There is another practical dimension to this issue that is referred to in this motion, namely, the use of Shannon Airport. I do not object in principle to allowing the Americans to exercise the traditional rights we have granted them for more than half a century, especially since they now operate in Iraq under the aegis of a UN resolution we are legally bound to support. However, that does not mean we should close our eyes to the possibility that our hospitality has been and is being abused. This House has tried to find the truth about that. The Leader of the House put down a motion on the Adjournment to determine whether that hospitality was being abused, but she was unable to get the answer to it. In normal times, a friend takes the word of another friend without question.

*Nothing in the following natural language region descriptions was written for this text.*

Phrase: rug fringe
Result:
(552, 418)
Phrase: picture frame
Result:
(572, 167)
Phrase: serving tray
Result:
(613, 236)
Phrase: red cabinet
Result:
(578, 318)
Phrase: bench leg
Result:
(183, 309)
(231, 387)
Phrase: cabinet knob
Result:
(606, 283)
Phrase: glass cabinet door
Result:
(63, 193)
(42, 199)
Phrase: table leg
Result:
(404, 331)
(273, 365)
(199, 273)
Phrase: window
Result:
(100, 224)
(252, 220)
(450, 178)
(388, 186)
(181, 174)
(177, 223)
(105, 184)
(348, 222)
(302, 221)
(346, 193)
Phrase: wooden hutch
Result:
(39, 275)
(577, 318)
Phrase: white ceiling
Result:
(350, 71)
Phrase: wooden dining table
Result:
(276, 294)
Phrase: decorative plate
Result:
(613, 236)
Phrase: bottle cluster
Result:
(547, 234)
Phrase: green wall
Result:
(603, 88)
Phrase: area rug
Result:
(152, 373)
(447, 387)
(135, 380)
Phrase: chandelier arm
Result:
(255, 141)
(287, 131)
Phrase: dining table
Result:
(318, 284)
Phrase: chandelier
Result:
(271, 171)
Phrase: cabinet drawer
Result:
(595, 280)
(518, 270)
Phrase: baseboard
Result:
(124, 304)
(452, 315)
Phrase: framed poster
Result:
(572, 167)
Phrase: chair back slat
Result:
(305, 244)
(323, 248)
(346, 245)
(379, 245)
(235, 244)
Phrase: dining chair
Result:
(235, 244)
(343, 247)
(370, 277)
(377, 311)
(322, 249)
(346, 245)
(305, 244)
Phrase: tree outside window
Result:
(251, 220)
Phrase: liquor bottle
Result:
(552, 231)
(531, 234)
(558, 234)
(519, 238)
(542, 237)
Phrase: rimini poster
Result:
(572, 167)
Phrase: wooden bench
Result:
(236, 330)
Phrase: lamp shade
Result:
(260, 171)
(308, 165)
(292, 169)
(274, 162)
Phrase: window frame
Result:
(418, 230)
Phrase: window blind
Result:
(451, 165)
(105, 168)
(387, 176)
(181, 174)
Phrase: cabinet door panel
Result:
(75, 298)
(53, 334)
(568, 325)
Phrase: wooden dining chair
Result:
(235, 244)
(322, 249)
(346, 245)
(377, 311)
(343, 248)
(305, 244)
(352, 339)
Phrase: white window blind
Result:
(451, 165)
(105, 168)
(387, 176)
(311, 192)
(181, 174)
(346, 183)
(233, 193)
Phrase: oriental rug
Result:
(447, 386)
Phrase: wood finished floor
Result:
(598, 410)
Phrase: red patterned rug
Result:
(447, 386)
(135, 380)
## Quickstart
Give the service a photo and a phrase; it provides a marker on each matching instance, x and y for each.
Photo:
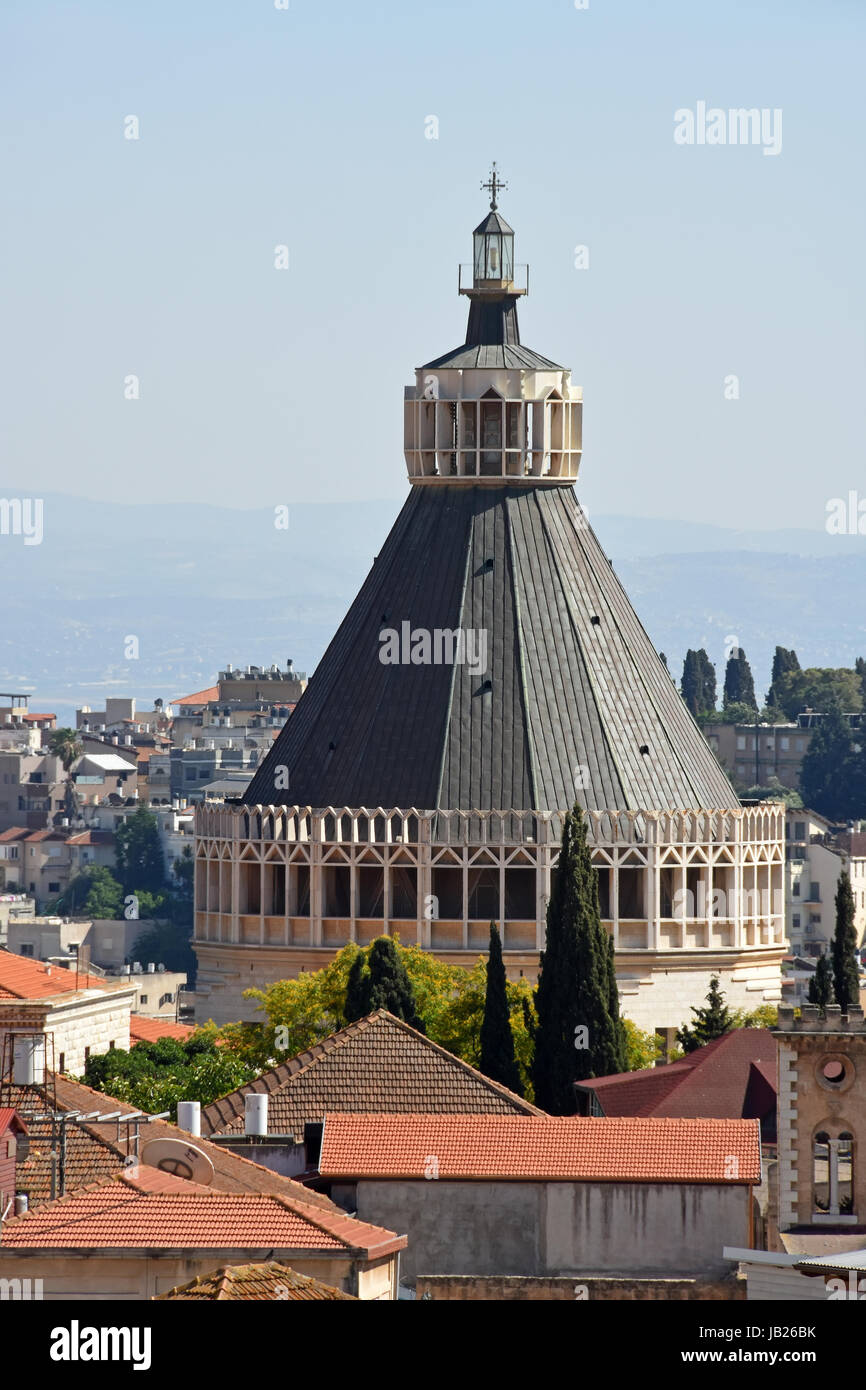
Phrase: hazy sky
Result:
(306, 127)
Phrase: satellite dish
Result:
(175, 1155)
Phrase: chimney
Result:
(189, 1116)
(256, 1114)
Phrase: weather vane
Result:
(494, 185)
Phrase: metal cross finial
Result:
(494, 185)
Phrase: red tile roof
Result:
(259, 1283)
(149, 1030)
(22, 977)
(143, 1207)
(709, 1083)
(516, 1147)
(199, 698)
(7, 1118)
(96, 1150)
(377, 1064)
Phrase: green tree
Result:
(496, 1043)
(67, 745)
(580, 1033)
(698, 684)
(820, 984)
(139, 854)
(829, 777)
(708, 683)
(712, 1020)
(154, 1076)
(738, 683)
(691, 685)
(384, 984)
(356, 991)
(819, 687)
(845, 966)
(641, 1048)
(784, 665)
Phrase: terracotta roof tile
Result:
(96, 1151)
(374, 1065)
(262, 1283)
(22, 977)
(149, 1030)
(708, 1083)
(516, 1147)
(142, 1207)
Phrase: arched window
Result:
(820, 1172)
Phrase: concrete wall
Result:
(501, 1289)
(488, 1228)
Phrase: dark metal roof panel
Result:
(565, 692)
(494, 355)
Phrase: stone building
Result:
(491, 673)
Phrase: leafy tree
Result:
(449, 1001)
(93, 893)
(496, 1043)
(139, 854)
(576, 997)
(356, 991)
(67, 745)
(738, 683)
(712, 1020)
(736, 713)
(845, 966)
(820, 984)
(819, 687)
(708, 683)
(154, 1076)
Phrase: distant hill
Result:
(203, 585)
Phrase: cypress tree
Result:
(712, 1020)
(820, 984)
(845, 970)
(691, 685)
(388, 984)
(708, 683)
(827, 776)
(357, 991)
(576, 997)
(738, 683)
(784, 662)
(496, 1040)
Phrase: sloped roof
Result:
(562, 691)
(142, 1207)
(95, 1150)
(206, 697)
(378, 1064)
(712, 1082)
(259, 1283)
(494, 355)
(540, 1148)
(21, 977)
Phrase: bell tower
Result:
(822, 1118)
(492, 410)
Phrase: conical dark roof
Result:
(573, 679)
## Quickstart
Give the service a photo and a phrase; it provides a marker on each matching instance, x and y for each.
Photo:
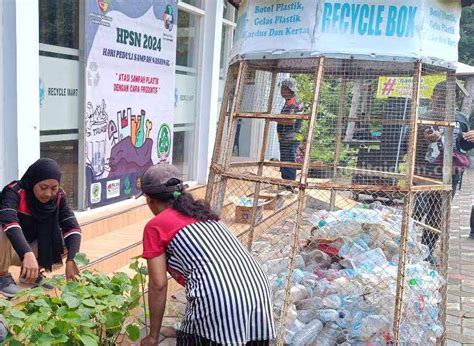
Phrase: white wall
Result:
(19, 75)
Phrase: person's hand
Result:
(149, 340)
(30, 268)
(468, 136)
(432, 136)
(71, 270)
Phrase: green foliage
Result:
(95, 310)
(323, 143)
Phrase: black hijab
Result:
(46, 215)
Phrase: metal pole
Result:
(261, 162)
(408, 203)
(318, 77)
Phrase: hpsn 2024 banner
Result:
(130, 83)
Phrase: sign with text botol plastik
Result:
(130, 82)
(419, 29)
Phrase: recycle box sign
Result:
(129, 99)
(414, 29)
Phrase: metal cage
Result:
(341, 187)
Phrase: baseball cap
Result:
(154, 180)
(290, 83)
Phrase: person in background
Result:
(287, 129)
(428, 205)
(228, 294)
(36, 220)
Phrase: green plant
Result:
(323, 145)
(94, 310)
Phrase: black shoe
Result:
(8, 286)
(39, 282)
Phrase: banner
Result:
(403, 86)
(130, 83)
(427, 29)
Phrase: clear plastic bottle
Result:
(329, 335)
(329, 315)
(308, 334)
(332, 301)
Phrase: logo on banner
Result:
(113, 188)
(127, 186)
(96, 193)
(104, 5)
(164, 142)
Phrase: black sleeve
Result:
(70, 227)
(10, 222)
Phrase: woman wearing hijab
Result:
(228, 295)
(35, 219)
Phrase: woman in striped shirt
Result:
(227, 292)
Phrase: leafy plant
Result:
(323, 144)
(94, 310)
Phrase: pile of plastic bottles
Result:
(345, 281)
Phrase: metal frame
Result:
(223, 170)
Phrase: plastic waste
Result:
(332, 302)
(308, 334)
(329, 335)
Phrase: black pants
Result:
(196, 340)
(429, 205)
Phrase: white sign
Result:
(59, 93)
(427, 29)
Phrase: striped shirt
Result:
(227, 292)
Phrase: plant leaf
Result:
(81, 259)
(89, 303)
(133, 332)
(89, 340)
(113, 320)
(17, 313)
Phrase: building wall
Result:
(33, 125)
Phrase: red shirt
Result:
(160, 230)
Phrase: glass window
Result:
(229, 11)
(59, 23)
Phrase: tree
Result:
(466, 43)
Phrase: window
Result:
(187, 65)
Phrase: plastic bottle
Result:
(308, 334)
(329, 315)
(312, 303)
(329, 335)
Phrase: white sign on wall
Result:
(59, 93)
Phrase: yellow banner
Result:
(402, 86)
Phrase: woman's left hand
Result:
(149, 340)
(71, 270)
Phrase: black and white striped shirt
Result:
(228, 294)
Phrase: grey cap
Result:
(290, 83)
(154, 180)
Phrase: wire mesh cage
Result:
(337, 175)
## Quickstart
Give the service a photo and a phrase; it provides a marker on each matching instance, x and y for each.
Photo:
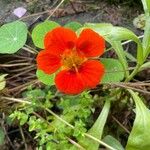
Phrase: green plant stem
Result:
(62, 120)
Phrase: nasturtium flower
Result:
(70, 57)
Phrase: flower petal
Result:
(91, 73)
(47, 62)
(90, 43)
(69, 82)
(60, 39)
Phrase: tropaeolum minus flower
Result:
(70, 56)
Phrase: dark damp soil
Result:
(117, 12)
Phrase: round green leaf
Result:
(73, 25)
(45, 78)
(114, 70)
(40, 31)
(12, 37)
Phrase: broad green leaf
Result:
(97, 129)
(130, 56)
(146, 6)
(139, 138)
(2, 136)
(2, 81)
(40, 31)
(144, 66)
(73, 25)
(114, 34)
(120, 34)
(101, 28)
(113, 70)
(113, 142)
(45, 78)
(105, 30)
(121, 55)
(12, 37)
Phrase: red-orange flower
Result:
(71, 57)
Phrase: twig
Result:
(65, 122)
(23, 138)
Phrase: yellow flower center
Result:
(72, 60)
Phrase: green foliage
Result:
(139, 138)
(113, 142)
(12, 37)
(2, 136)
(146, 6)
(73, 25)
(114, 70)
(45, 78)
(51, 133)
(2, 81)
(40, 31)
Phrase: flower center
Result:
(72, 60)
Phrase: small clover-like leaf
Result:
(40, 31)
(45, 78)
(114, 70)
(12, 37)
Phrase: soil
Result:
(119, 14)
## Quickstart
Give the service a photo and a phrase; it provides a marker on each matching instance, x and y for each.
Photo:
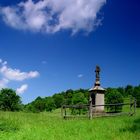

However, when that friend has been discovered in repeated acts of deceit and has then tried to lie and bluster its way out of things, then simple prudence surely demands that we at least take the trouble to count our spoons after the guest leaves. Friendship is based on the assumption of good faith between those friends. When we have good reason to doubt that good faith, as I fear is all too clearly the case here, common sense suggests the need to pull back somewhat from a position of total, unquestioning trust. Certainly it is no part of the role of a friend to cover up a friend's wrongdoings. Unfortunately however, that is exactly the impression that our Government has sometimes risked giving in this matter. This is particularly true in respect of the amendment tabled by the Government parties. I hope that even at this late hour, the Government Members will reconsider whether it is required.

Our Government must consider carefully what it says and does on this question, both in private and public. If the United States loses the moral high ground in Iraq, it has lost everything. My fear is that out of lack of courage and a misguided sense of what friendship means, our own Government and people would allow themselves be dragged into that same morass. I believe there is a strong case to be made and we should examine its wording carefully. I urge the Minister of State to rethink the requirement for an amendment. I believe the motion tabled by the Independent Senators is worthy of support.